TopK: Billion-Scale Hybrid Retrieval from the Ground Up (Marek Galovic)
- Speaker:
- Marek Galovic
- Date:
- Mon Feb 16, 2026 @ 04:30pm EST
- Date:
- Mon Feb 16, 2026
- Time:
- 04:30pm EST
- Location:
- https://cmu.zoom.us/j/99830697483?pwd=RLKiHNDLPvOyoCMHSBGmWfbba4ZAb4.1Zoom
- Title:
- TopK: Billion-Scale Hybrid Retrieval from the Ground Up
- System:
- TopK
Talk Info:
TopK is a search engine built from the ground up for unstructured retrieval. It combines dense/sparse/multi-vector search, lexical search, powerful filtering, and customizable scoring capabilities in a single, cloud-native system that scales to billions of documents with high ingest throughput and O(10ms) p99 query latencies. In this talk, I'll focus on how TopK is designed on a high-level, including our disaggregated read-write path and distributed compaction, and then dive deep into our columnar file format (.bob) and query engine (reactor), which we built from the ground up to support search at scale.

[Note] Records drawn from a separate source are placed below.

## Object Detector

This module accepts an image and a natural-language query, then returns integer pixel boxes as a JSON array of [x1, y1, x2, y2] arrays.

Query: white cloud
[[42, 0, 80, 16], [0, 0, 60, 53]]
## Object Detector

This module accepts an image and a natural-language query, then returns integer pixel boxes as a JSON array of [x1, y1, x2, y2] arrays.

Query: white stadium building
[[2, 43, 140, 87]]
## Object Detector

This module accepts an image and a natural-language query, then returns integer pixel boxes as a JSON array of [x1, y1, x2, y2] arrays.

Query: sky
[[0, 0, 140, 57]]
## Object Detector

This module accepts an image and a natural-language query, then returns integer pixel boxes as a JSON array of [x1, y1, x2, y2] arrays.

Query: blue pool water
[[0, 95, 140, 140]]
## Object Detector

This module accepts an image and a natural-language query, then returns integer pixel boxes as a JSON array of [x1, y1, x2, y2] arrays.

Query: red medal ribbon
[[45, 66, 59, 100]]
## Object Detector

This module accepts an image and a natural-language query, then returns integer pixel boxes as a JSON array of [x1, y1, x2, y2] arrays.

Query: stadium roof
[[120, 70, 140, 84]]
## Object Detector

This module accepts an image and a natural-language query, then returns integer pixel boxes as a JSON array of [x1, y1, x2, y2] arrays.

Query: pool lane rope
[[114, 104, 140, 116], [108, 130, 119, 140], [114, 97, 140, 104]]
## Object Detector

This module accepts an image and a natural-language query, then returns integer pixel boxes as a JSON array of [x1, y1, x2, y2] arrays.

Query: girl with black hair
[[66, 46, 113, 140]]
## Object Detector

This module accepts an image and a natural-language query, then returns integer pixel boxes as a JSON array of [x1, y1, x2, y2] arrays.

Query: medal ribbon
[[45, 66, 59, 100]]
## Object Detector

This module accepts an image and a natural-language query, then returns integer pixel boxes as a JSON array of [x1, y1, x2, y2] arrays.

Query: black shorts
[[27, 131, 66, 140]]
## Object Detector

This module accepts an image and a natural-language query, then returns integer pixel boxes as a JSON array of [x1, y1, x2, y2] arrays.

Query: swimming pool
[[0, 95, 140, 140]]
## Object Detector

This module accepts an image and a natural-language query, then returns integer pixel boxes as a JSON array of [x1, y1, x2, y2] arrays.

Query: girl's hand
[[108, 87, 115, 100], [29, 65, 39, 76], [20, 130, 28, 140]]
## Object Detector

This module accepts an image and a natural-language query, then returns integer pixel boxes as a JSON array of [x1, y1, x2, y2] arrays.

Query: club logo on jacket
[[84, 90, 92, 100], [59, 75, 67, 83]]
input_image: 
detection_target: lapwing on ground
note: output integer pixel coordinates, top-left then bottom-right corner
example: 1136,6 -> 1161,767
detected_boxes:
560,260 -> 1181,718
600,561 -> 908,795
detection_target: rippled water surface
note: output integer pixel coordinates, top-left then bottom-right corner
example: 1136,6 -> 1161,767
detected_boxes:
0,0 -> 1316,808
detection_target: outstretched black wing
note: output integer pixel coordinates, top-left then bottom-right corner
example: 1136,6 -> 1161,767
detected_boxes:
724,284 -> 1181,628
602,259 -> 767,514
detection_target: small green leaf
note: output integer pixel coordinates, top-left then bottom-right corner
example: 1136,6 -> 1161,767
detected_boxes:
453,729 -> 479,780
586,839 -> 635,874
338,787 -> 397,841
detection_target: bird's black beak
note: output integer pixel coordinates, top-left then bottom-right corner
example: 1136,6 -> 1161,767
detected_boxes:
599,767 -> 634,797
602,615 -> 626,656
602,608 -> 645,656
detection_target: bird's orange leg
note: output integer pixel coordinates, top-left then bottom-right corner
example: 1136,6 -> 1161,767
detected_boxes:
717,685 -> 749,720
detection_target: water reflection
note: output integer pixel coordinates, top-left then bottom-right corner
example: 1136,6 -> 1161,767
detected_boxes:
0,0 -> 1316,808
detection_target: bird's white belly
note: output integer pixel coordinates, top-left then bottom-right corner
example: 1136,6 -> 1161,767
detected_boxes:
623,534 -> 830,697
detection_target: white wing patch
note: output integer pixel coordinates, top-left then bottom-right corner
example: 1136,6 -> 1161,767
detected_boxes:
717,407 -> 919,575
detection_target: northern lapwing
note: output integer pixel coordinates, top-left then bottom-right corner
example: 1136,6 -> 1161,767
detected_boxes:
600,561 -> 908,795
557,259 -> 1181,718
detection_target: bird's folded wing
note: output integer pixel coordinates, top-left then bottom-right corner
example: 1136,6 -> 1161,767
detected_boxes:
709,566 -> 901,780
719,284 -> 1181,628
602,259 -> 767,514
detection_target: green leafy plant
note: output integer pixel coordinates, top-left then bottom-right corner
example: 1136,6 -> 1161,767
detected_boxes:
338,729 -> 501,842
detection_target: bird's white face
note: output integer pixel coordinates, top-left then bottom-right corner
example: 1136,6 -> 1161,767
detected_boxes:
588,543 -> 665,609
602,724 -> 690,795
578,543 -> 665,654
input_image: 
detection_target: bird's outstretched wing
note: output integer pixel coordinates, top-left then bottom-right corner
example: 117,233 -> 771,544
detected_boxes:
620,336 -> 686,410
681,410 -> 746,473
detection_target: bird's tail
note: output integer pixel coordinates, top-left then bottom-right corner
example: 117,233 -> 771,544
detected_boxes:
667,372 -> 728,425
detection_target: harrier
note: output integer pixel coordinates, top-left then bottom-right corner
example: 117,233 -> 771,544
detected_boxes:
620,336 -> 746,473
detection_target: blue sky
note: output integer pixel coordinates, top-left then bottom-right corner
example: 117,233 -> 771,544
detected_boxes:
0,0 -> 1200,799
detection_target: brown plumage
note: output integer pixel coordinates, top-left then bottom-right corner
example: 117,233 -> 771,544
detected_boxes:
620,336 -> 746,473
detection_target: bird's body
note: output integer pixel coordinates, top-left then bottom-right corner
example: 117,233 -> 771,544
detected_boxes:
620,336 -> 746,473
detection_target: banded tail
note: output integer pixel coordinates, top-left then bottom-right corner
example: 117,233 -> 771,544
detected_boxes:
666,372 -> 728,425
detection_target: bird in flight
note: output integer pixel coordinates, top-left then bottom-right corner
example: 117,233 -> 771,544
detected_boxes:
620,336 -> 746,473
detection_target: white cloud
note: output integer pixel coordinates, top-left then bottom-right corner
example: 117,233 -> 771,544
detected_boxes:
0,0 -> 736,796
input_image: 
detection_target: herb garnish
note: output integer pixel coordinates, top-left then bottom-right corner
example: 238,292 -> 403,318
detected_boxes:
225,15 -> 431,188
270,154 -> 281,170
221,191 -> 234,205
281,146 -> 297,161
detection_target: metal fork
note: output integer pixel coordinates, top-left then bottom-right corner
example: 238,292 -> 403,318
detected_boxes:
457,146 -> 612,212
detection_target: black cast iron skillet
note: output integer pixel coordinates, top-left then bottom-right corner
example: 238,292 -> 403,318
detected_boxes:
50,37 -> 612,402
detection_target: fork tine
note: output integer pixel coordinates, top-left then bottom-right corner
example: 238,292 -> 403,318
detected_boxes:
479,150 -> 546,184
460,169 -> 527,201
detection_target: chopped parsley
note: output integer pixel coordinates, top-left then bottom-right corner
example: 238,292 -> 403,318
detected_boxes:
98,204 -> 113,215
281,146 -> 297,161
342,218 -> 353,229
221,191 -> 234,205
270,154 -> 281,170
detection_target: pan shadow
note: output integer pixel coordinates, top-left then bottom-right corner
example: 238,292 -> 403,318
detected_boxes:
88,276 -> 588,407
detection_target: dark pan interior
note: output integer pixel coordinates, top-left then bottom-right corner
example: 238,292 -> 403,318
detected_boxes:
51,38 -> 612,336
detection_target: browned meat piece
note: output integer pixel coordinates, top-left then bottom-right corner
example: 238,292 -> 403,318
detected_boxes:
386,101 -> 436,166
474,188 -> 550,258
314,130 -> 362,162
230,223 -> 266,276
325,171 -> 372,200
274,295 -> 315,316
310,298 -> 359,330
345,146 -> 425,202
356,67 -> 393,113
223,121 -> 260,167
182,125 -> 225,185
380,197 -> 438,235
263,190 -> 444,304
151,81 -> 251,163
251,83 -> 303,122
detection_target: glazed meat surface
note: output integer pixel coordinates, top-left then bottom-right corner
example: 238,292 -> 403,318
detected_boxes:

This talk is part of the PostgreSQL vs. The World Seminar Series.
Bio:
Marek is the CEO and co-founder of TopK - an AI-native search engine. Before founding TopK, Marek led data/control plane engineering teams at Pinecone and worked on fraud detection and financial forecasting at Shopify. He holds a degree in computer science and artificial intelligence from CTU Prague, where he researched game theory and adversarial machine learning algorithms applied to computer security (published at NeurIPS).